As I noted last night the TSA has decided to reverse its decision allowing knives under 2.36″ in length onto planes. Congressman Ed Markey (D-Mass), a vocal critic of the change, unintentionally yet clearly points to the pointlessness of such a prohibition.
“This smart decision by the TSA to delay their knife policy is a victory for the passengers, pilots, flight attendants and law enforcement officers who would have immediately been at risk of a knife attack,” Markey said “People with radical ideas can use everyday objects to cause great harm.
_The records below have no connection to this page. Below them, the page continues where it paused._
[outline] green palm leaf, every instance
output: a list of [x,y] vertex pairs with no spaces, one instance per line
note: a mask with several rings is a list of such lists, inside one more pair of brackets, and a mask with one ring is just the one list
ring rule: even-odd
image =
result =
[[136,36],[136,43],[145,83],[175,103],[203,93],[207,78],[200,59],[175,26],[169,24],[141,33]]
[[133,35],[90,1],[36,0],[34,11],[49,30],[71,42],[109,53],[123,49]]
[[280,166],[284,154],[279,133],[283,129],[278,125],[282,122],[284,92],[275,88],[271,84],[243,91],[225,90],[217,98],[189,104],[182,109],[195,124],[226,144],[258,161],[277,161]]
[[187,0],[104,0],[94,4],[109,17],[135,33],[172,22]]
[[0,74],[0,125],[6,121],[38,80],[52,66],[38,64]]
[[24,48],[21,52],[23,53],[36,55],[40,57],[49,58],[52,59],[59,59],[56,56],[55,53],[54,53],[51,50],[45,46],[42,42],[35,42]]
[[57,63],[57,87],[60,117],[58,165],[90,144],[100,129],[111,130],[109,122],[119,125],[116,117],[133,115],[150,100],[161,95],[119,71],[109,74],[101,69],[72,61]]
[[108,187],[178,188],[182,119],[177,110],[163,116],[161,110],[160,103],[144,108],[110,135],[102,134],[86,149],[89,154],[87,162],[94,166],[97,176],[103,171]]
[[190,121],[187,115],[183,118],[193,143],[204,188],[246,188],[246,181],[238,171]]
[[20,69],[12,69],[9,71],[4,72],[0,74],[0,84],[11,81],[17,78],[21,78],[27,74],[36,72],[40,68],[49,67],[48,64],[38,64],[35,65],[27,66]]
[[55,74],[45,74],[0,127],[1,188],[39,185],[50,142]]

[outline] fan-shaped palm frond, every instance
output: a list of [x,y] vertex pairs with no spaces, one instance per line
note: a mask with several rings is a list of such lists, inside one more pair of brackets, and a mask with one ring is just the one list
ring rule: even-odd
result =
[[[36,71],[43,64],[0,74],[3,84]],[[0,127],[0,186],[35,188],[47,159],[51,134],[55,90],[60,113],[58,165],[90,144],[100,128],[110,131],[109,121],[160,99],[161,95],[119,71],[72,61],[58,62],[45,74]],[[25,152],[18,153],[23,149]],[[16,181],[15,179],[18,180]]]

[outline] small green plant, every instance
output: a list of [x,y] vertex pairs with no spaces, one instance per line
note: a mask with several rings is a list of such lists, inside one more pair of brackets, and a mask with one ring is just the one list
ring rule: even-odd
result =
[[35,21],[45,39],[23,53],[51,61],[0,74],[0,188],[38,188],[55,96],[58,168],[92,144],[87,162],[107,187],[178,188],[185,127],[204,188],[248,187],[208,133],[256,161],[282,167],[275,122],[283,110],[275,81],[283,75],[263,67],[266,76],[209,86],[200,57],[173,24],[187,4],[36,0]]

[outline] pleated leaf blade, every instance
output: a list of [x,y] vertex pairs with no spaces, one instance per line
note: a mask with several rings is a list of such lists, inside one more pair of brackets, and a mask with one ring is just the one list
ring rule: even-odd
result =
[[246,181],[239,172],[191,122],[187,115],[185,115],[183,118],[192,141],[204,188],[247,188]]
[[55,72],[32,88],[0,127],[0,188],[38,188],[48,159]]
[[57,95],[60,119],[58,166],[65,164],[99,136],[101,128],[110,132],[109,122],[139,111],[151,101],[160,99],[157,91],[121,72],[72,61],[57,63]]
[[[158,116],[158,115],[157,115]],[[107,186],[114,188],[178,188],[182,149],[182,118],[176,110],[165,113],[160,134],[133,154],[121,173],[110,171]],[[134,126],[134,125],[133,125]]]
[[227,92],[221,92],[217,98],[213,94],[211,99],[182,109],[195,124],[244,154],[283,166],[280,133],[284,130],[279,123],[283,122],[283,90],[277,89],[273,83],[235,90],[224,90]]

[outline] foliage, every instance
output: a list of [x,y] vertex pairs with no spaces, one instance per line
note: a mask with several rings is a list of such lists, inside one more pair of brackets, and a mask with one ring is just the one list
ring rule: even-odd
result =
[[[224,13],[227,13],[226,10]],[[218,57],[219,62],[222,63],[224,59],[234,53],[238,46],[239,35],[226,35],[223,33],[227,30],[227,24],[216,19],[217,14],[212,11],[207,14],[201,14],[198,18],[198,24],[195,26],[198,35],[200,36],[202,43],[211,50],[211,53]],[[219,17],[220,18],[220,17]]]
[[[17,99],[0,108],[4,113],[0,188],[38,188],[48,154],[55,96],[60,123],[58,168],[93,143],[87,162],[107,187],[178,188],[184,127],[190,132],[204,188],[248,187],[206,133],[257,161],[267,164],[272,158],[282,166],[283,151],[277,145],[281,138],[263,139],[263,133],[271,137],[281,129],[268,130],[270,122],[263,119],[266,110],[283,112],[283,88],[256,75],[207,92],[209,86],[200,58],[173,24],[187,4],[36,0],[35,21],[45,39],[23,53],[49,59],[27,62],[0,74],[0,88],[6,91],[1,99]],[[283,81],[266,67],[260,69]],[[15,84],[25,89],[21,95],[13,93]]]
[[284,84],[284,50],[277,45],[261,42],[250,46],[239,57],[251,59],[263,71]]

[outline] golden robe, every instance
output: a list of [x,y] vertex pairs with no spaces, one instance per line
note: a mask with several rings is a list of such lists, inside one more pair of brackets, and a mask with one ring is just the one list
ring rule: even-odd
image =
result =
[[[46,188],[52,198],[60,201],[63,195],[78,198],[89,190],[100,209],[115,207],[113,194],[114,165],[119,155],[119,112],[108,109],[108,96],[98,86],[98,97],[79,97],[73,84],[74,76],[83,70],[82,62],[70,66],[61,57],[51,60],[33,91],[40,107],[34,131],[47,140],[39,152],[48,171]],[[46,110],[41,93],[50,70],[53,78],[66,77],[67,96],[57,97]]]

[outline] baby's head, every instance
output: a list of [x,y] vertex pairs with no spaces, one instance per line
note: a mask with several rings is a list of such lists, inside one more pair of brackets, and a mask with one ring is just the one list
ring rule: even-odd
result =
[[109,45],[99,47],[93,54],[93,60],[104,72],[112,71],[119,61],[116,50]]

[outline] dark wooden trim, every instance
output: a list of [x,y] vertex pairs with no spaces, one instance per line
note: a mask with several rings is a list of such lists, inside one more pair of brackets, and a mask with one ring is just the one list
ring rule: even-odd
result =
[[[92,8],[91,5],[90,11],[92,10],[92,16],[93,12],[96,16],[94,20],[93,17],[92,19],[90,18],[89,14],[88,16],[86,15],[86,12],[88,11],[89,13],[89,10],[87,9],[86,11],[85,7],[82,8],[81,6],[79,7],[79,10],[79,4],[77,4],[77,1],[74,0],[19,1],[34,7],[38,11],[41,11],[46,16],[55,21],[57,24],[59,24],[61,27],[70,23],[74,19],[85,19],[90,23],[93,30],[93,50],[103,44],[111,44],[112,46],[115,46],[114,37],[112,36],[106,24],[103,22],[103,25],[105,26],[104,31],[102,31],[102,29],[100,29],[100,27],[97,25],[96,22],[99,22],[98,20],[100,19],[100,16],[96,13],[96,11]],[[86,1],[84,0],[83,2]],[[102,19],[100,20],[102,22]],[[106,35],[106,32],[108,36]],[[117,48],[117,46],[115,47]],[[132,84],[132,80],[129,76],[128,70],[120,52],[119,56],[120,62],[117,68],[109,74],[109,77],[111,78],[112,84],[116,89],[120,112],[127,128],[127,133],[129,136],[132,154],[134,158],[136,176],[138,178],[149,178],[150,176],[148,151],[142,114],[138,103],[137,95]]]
If there is an opportunity to decrease risks to Americans, we have a duty to protect our citizens and disallow knives from being taken onto planes.”
As rational people already realize, virtually any object of sufficient hardness or sharpness can be used as an improvised weapon. With a little time and effort, many objects that can be purchased on the “secure” side of a TSA checkpoint can be modified into an astonishing array of weapons.
The major reason the 9/11 attacks were “successful” was that with the exception of the flight that crashed in Pennsylvania, the passengers followed the existing script and didn’t resist. But the flight 93 passengers heroically demonstrated, and as other passengers have demonstrated time and again in dealing with subsequent disturbances, fighting back can overpower terrorists, crazies, drunks, or whomever wants to harm people on an airplane.
While those on flight 93 gave their lives in the effort, proactive steps such as hardening cockpits would make such an outcome remote in the future. In his remarks announcing the relaxation of knife rules, TSA Administrator Pistole:
“(Acknowledged) that such knives could cause injury or even death to individuals in the cabin, Pistole said that, since the advent of reinforced cockpit doors and other precautions following 9/11, small knives did not pose a “catastrophic” threat to the entire aircraft. Striking them from the prohibited items list, Pistole said, would free screeners to focus on catastrophic threats, and would bring U.S. regulations in line with those in Europe.
So in other words, we are less safe as a result of the ban since screeners are wasting time on insignificant threats, rather than focusing on the big ones. Thanks Congressman Markey.